Business capabilities give you a method to understand change; need to build expertise in capability realisation, linking business & IT through services – be simultaneously systematic & realistic. Need to become the people who realise business capabilities, not the people who implement IT. Move into the relationship space!
Recommends: Business Process Management: A Rigorous Approach (Martyn A Ould)
From three TU’s to 3TU – an architect’s dream; Bert Van Zomeren, Delft University of Technology.

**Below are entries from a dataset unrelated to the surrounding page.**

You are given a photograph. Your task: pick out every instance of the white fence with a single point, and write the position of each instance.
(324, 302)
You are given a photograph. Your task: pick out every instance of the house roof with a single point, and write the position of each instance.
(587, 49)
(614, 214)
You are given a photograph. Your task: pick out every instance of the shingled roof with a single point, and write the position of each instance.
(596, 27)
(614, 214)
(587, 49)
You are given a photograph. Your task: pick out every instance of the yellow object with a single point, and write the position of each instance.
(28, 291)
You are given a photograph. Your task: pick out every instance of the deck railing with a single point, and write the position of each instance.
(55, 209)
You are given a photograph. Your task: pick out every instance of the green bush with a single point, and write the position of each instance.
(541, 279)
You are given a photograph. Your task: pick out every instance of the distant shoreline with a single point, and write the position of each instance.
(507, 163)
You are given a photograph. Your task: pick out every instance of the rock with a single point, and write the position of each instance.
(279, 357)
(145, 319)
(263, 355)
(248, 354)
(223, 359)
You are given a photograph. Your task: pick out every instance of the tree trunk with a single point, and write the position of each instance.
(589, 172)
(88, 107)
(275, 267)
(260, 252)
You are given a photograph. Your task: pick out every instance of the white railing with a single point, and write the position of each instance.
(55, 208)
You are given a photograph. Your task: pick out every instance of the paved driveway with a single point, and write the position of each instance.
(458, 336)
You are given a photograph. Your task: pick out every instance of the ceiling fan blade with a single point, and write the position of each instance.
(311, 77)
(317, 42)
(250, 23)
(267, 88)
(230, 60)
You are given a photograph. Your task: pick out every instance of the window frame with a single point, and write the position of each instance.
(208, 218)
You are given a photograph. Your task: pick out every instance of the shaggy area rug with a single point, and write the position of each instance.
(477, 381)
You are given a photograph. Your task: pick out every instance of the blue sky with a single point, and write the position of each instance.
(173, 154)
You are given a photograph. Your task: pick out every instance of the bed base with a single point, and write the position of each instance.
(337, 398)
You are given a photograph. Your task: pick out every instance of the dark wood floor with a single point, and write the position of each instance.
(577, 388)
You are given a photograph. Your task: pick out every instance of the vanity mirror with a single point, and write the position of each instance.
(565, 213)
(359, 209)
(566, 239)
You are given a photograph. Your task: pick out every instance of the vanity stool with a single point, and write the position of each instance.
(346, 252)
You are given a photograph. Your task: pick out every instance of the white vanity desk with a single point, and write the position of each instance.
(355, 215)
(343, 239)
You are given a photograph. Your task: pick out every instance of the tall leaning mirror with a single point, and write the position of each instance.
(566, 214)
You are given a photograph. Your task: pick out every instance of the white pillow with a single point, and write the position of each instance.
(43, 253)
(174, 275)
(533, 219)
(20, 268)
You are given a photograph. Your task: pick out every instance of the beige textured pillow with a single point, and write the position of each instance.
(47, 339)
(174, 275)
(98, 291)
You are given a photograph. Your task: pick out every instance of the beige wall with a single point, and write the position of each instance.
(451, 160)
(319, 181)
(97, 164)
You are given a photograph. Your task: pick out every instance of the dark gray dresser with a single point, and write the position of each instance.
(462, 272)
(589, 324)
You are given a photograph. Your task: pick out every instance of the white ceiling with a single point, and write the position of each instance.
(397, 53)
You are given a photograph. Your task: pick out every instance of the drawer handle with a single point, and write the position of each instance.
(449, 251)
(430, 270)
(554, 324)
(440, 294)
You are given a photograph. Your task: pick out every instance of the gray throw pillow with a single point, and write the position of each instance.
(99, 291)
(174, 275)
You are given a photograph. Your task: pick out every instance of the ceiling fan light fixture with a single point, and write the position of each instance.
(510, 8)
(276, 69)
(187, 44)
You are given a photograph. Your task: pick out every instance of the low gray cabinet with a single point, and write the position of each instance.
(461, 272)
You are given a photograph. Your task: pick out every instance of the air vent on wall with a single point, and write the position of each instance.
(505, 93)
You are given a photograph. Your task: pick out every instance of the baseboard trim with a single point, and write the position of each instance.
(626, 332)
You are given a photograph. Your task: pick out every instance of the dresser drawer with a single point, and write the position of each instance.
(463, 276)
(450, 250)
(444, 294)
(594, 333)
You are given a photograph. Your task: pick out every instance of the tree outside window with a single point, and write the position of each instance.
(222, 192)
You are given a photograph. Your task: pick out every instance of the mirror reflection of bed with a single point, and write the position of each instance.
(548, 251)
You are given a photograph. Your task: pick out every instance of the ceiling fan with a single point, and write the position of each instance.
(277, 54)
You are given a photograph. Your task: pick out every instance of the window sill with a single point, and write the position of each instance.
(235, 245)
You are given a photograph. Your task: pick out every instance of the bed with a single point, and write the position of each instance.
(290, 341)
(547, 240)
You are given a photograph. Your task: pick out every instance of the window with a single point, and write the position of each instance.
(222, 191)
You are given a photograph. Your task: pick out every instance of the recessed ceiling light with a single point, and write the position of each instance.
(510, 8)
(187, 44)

Ambition of 3TU.Education – virtual community for students enrolled in 3TU.programmes. ICT Trojka focusing on 3TU.Education, architecture as an instrument for change. TOGAF – adds structure & structure is needed, but not too much – just enough architecture, just enough TOGAF. Good point, whatever I may think of TOGAF. Principles: respect for existing infrastructure – won’t say dump all your systems ‘cos we have better ones. Integration by services. Use (existing) standards. Buy before make. No customisation. SOA. Very much technically focused principles, different from LJMU Information Management principles which are far more focused on how the organisation should use information than on technical architecture – maybe we need a bit more on the technical architecture side?
Within 3TU, Information Systems Architecture is forbidden territory, business of individual institution.
First area of integration work = course information, using XCRI-CAP, which is interesting in relation to the LJMU JISC-funded Culture Campus project, which is also integrating course information using XCRI-CAP – may be worth investigating?
Good (not trivial!) key lessons: check local priorities; keep working on business support; regular delivery of partial results; keep sharing the vision. Excellent presentation of practical approach.